CN: Mord, Genozid, Trauma, Rassismus, Landminen, Bürgerkrieg, Hunger, Flucht, sexuelle Gewalt
In diesem Epos erzählt die Autorin in fiktionalisierter Form vom Bürgerkrieg in Süd-Nigeria Ende der 1960er-Jahre. Es wird aus drei Perspektiven erzählt; die Personen stehen miteinander in Verbindung. Olanna ist eine Nigerianerin aus einer reichen Familie, Ugwu stammt aus einem armen Dorf und arbeitet bei Olannas Partner Odenigbo als Houseboy. Richard ist Engländer, recherchiert für ein Buch und interessiert sich für die lokale Kunst. Er beginnt eine Beziehung mit Olannas Schwester Kainene.
Bevor es zu den dramatischen Tagen des Bürgerkriegs kommt, stehen Beziehungsverwirrungen, Fragen der Lebensführung und der Gesellschaft im Vordergrund. Die verschiedenen Völkergruppen in der Region stehen immer wieder miteinander in Konflikt. Affären und deren Folgen reißen Freundesgruppen und Familien auseinander. Erst die furchtbare Hungerkatastrophe des Kriegs lässt die zuvor Getrennten wieder zusammenrücken.

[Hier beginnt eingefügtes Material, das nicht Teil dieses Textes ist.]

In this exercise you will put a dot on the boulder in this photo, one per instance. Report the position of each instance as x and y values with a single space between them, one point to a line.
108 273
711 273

Es war nicht einfach, zu lesen, wie Kinder rausgeschickt werden, um Eidechsen und Heuschrecken zu jagen, weil es sonst einfach nichts zu essen gibt. Von einer Krankheit, die von Mangel an Protein in der Nahrung ausgelöst wird, hatte ich bisher nie gehört. Wikipedia nennt diesen Bürgerkrieg „eine der schlimmsten humanitären Katastrophen der Neuzeit“ und zeigt sogar ein Foto von nahezu nackten Kindern mit Hungerödemen. Ich denke, das Buch will (auch) zeigen, wie selbst in den dunkelsten Zeiten Menschen zusammenhalten und an eine bessere Zukunft glauben, für die sie auch kämpfen. Es ist aber aufgrund der detaillierten Beschreibung der Kriegsgräuel auch schwierig zu lesen.

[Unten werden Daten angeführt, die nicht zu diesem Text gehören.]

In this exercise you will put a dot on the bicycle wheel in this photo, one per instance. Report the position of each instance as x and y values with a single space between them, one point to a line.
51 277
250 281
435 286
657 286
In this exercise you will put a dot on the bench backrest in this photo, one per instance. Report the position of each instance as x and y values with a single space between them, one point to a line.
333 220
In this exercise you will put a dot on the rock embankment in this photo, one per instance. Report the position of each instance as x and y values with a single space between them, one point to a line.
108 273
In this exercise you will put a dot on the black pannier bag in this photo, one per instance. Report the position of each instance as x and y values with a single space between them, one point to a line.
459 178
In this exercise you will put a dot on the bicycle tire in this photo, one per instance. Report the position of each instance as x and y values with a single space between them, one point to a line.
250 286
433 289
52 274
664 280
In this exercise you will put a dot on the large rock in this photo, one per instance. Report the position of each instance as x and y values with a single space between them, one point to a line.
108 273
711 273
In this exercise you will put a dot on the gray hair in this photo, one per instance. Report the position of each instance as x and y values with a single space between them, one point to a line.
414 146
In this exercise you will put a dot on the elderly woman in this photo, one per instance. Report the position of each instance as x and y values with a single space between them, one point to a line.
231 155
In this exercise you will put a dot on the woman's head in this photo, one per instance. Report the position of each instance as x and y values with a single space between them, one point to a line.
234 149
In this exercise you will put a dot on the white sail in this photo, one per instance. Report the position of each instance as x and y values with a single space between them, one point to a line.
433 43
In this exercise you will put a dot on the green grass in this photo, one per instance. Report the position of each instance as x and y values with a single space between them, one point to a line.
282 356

They sat on wooden planks and the weak morning sun streamed into the roofless class as she unfurled Odenigbo’s cloth flag and told them what the symbols meant. Red was the blood of the siblings massacred in the North, black was for mourning them, green was for the prosperity Biafra would have, and, finally, the half of a yellow sun stood for the glorious future.